Die Stadtrundfahrt
»Und noch etwas … und noch etwas … und noch etwas.« Es gibt nichts, was wir Dortmunder über Kiel nicht wissen müssten.
Ein großer, schlanker Mann mit sportlicher Windjacke und windschnittigem Haar ist unser Reiseführer. Und ein versierter noch dazu. Besonders Zahlen haben es ihm angetan. Es ist aber nicht nur seine etwas mechanische Art der Faktenaneinanderreihung durch eine Wiederholung der Wortkombination »Und noch etwas«, sondern in erster Linie seine kritische Erzählhaltung, die die Stadtrundfahrt zu einer besonderen werden lässt.
»Die Stena Germanica ist 176 m lang, 43,5 m hoch und 30 m breit. Sie fasst bis zu 1700 Passagiere und 600 Pkw oder 80 Lkw. Und noch etwas: auf der 430 km langen Strecke Kiel–Göteborg verbraucht die Fähre 28-40 Tonnen Kraftstoff; trotzdem weigert sich Stena Line beharrlich, Filter einzubauen, die den Schadstoffausstoß verringern würden.«
Nach Stena Line und Gorch Fock und nach einer kurzen Pinkelpause, in der eine Sopranistin es sich nicht nehmen lässt, ihren Kaffee mit einer Möwe zu teilen, erreichen wir einen exotischen Ort außerhalb von Kiel direkt an der Küste. Hier in Kiel-Schilksee steht das Olympiazentrum, eigens für die Segelwettbewerbe der Olympischen Spiele von 1972 erbaut.

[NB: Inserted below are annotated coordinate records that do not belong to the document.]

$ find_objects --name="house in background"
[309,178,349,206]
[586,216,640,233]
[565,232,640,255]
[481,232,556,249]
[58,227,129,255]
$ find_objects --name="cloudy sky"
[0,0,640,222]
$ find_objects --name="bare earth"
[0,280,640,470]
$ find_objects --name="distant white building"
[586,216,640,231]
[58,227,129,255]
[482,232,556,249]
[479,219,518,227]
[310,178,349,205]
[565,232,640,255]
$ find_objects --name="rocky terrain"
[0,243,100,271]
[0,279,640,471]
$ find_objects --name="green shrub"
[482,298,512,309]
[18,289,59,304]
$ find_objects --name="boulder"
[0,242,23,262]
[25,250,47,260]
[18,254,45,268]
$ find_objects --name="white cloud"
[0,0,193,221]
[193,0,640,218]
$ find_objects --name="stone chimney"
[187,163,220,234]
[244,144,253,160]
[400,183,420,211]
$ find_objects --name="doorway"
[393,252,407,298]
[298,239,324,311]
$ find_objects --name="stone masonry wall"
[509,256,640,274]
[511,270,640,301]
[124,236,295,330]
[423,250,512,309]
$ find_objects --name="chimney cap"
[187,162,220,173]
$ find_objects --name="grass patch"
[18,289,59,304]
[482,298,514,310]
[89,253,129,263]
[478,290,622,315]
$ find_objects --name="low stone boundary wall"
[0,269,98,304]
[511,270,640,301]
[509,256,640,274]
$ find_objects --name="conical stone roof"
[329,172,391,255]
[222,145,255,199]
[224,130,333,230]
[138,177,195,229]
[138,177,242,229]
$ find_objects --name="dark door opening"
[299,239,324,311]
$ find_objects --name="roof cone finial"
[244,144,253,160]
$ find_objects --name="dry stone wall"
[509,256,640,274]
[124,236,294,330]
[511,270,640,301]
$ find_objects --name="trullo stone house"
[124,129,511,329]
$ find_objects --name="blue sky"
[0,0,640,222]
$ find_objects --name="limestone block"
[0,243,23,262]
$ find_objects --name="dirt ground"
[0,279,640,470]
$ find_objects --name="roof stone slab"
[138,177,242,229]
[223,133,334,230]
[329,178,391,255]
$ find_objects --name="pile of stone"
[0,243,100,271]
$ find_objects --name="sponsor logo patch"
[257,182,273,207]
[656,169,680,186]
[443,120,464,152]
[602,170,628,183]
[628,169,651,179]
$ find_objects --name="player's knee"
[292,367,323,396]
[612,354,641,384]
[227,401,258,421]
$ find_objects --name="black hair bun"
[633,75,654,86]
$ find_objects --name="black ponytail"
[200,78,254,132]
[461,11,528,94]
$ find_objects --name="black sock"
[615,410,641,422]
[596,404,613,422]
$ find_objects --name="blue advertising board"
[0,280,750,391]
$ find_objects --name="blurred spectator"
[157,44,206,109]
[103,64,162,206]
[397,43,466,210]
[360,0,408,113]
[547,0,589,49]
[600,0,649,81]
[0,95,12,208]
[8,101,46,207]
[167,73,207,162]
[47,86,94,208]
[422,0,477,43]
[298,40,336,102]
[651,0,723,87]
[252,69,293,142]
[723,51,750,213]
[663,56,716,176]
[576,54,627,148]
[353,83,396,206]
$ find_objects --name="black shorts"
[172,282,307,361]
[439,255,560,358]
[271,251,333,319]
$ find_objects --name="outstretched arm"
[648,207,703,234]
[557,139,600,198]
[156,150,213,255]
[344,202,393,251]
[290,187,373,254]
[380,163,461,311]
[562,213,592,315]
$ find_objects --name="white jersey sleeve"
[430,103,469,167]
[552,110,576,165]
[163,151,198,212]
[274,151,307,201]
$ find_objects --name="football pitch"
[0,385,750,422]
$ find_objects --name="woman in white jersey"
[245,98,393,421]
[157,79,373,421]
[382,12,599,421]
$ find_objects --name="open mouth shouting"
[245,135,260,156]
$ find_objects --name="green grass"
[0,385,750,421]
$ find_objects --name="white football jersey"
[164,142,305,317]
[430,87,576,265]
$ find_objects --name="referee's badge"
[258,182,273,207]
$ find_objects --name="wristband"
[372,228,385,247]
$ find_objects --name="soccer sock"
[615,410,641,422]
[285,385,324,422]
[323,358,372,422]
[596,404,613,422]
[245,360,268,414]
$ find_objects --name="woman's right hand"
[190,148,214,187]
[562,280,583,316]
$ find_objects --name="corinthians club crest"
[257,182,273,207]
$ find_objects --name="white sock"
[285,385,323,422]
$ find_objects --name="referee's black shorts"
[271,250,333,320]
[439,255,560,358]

In dem parallel zur Küste lang gestreckten Betonbau findet man Bootshallen, Organisationsräume, Saunen und sanitäre Einrichtungen, ein Postamt, Restaurants und Läden sowie 400 Appartements für die Olympioniken, die zusammen mit Zuschauern und Funktionären dem Grau im Jahr 1972 11 Tage lang Leben einhauchten. Heute sagen sich hier Fuchs und Hase Gute Nacht. Wir nehmen den Verfall des Gebäudes zur Kenntnis und möchten wieder in den warmen Bus – wer weiß, was sich hier so für Gestalten einquartiert haben.
Die Stadtrundfahrt ist keine Ode an Kiel – sondern erstaunlich ehrlich.
Und noch beim Abendessen streiten wir, ob der Reiseführer nun beeindruckt oder genervt hat.